The receiver operating characteristic curve (ROC curve) is a tool used in statistical research to assess the trade-off of detecting true positives and true negatives. The origins of this tool goes all the way back to WWII when engineers were trying to distinguish between true and false alarms. Now this technique is used in machine learning
This post will explain the ROC curve and provide an example using R.
Below is a diagram of a ROC curve
On the X axis, we have the false positive rate. As you move to the right the false positive rate increases which is bad. We want to be as close to zero as possible.
On the y-axis, we have the true positive rate. Unlike the x-axis, we want the true positive rate to be as close to 100 as possible. In general, we want a low value on the x-axis and a high value on the y-axis.
In the diagram above, the diagonal line called “Test without diagnostic benefit” represents a model that cannot tell the difference between true and false positives. Therefore, it is not useful for our purpose.
The L-shaped curve call “Good diagnostic test” is an example of an excellent model. This is because all the true positives are detected.
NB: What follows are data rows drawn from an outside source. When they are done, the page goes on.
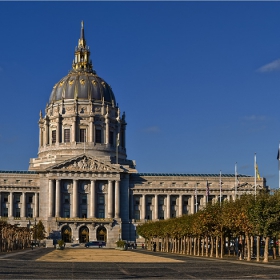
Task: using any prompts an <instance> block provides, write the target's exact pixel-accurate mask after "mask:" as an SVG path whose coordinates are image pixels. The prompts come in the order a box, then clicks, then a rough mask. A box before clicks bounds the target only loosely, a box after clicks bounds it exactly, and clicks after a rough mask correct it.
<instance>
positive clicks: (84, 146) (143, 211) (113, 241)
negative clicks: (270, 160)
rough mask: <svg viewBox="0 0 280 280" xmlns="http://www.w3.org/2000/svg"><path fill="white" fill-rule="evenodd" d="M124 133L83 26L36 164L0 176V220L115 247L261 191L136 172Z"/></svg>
mask: <svg viewBox="0 0 280 280" xmlns="http://www.w3.org/2000/svg"><path fill="white" fill-rule="evenodd" d="M125 130H126V117H125V114H124V113H123V114H122V115H121V114H120V108H119V107H118V105H117V103H116V99H115V96H114V94H113V92H112V89H111V87H110V86H109V85H108V84H107V83H106V82H105V81H104V80H103V79H102V78H100V77H98V76H97V74H96V72H95V71H94V70H93V68H92V62H91V60H90V51H89V47H88V46H87V45H86V40H85V36H84V27H83V23H82V27H81V36H80V39H79V41H78V46H77V47H76V49H75V56H74V61H73V64H72V70H71V71H70V72H69V74H68V75H67V76H65V77H64V78H62V79H61V80H60V81H59V82H58V83H56V84H55V86H54V87H53V91H52V93H51V96H50V99H49V102H48V104H47V106H46V109H45V115H44V116H43V114H42V112H40V118H39V152H38V157H37V158H33V159H31V160H30V164H29V170H28V171H18V172H16V171H0V202H1V207H0V217H1V219H2V220H7V221H8V222H9V223H11V224H17V225H19V226H28V225H29V226H32V225H34V224H35V223H36V221H39V220H42V222H43V223H44V225H45V228H46V231H47V236H48V238H51V239H60V238H62V239H64V240H65V241H66V242H67V243H84V242H86V241H88V240H106V242H107V246H108V247H114V246H115V242H116V241H117V240H118V239H120V238H122V239H125V240H131V241H134V240H137V236H136V231H135V229H136V226H137V225H138V224H139V223H143V222H146V221H147V220H158V219H168V218H172V217H179V216H181V215H188V214H193V213H195V212H196V211H198V210H199V209H201V208H202V207H204V206H205V205H206V203H207V202H215V201H219V200H224V199H236V197H237V196H239V195H242V194H243V193H248V192H249V193H254V192H255V182H254V178H253V177H251V176H245V175H239V176H238V181H237V178H236V176H235V175H232V174H223V175H222V176H220V175H219V174H217V175H215V174H141V173H137V170H136V168H135V161H133V160H129V159H127V156H126V135H125ZM221 179H222V181H221ZM262 188H265V179H264V178H262V179H261V180H259V181H258V182H257V186H256V189H257V190H259V189H262Z"/></svg>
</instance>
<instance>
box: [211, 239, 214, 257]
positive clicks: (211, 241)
mask: <svg viewBox="0 0 280 280" xmlns="http://www.w3.org/2000/svg"><path fill="white" fill-rule="evenodd" d="M213 255H214V237H213V236H212V235H211V248H210V258H213Z"/></svg>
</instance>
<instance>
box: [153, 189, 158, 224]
mask: <svg viewBox="0 0 280 280" xmlns="http://www.w3.org/2000/svg"><path fill="white" fill-rule="evenodd" d="M154 207H155V208H154V219H155V220H157V219H158V195H157V194H155V203H154Z"/></svg>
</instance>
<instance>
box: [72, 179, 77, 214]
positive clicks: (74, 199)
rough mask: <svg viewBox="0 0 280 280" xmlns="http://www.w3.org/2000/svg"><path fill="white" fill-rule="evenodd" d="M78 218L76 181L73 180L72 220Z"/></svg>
mask: <svg viewBox="0 0 280 280" xmlns="http://www.w3.org/2000/svg"><path fill="white" fill-rule="evenodd" d="M77 217H78V180H73V205H72V218H77Z"/></svg>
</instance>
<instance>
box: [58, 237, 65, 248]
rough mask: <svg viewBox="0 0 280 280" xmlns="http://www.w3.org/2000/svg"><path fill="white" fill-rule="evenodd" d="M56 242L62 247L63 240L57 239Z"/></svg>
mask: <svg viewBox="0 0 280 280" xmlns="http://www.w3.org/2000/svg"><path fill="white" fill-rule="evenodd" d="M57 244H58V246H59V247H63V245H64V241H63V240H62V239H59V240H57Z"/></svg>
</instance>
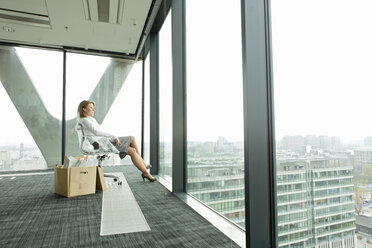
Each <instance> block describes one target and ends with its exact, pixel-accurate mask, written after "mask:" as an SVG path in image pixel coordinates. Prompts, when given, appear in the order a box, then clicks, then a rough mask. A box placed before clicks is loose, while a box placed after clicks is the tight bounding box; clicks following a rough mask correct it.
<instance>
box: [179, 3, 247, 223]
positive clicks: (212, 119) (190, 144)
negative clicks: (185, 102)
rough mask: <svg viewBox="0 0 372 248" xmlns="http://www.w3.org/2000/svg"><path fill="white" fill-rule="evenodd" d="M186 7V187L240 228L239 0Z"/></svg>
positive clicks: (243, 179) (193, 195) (240, 105)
Lastly, the curved-line called “Medium diagnostic test” represents an actual model. This model is a balance between the perfect L-shaped model and the useless straight-line model. The curved-line model is able to moderately distinguish between false and true positives.
Area Under the ROC Curve
The area under a ROC curve is literally called the “Area Under the Curve” (AUC). This area is calculated with a standardized value ranging from 0 – 1. The closer to 1 the better the model
We will now look at an analysis of a model using the ROC curve and AUC. This is based on the results of a post using the KNN algorithm for nearest neighbor classification. Below is the code
predCollege <- ifelse(College_test_pred=="Yes", 1, 0) realCollege <- ifelse(College_test_labels=="Yes", 1, 0) pr <- prediction(predCollege, realCollege) collegeResults <- performance(pr, "tpr", "fpr") plot(collegeResults, main="ROC Curve for KNN Model", col="dark green", lwd=5) abline(a=0,b=1, lwd=1, lty=2) aucOfModel<-performance(pr, measure="auc") unlist(aucOfModel@y.values)
- The first two variables (predCollege & realCollege) is just for converting the values of the prediction of the model and the actual results to numeric variables
- The “pr” variable is for storing the actual values to be used for the ROC curve. The “prediction” function comes from the “ROCR” package
- With the information of the “pr” variable we can now analyze the true and false positives, which are stored in the “collegeResults” variable. The “performance” function also comes from the “ROCR” package.
- The next two lines of code are for the plot the ROC curve. You can see the results below
6. The curve looks pretty good. To confirm this we use the last two lines of code to calculate the actually AUC. The actual AUC is 0.88 which is excellent. In other words, the model developed does an excellent job of discerning between true and false positives.
The ROC curve provides one of many ways in which to assess the appropriateness of a model. As such, it is yet another tool available for a person who is trying to test models.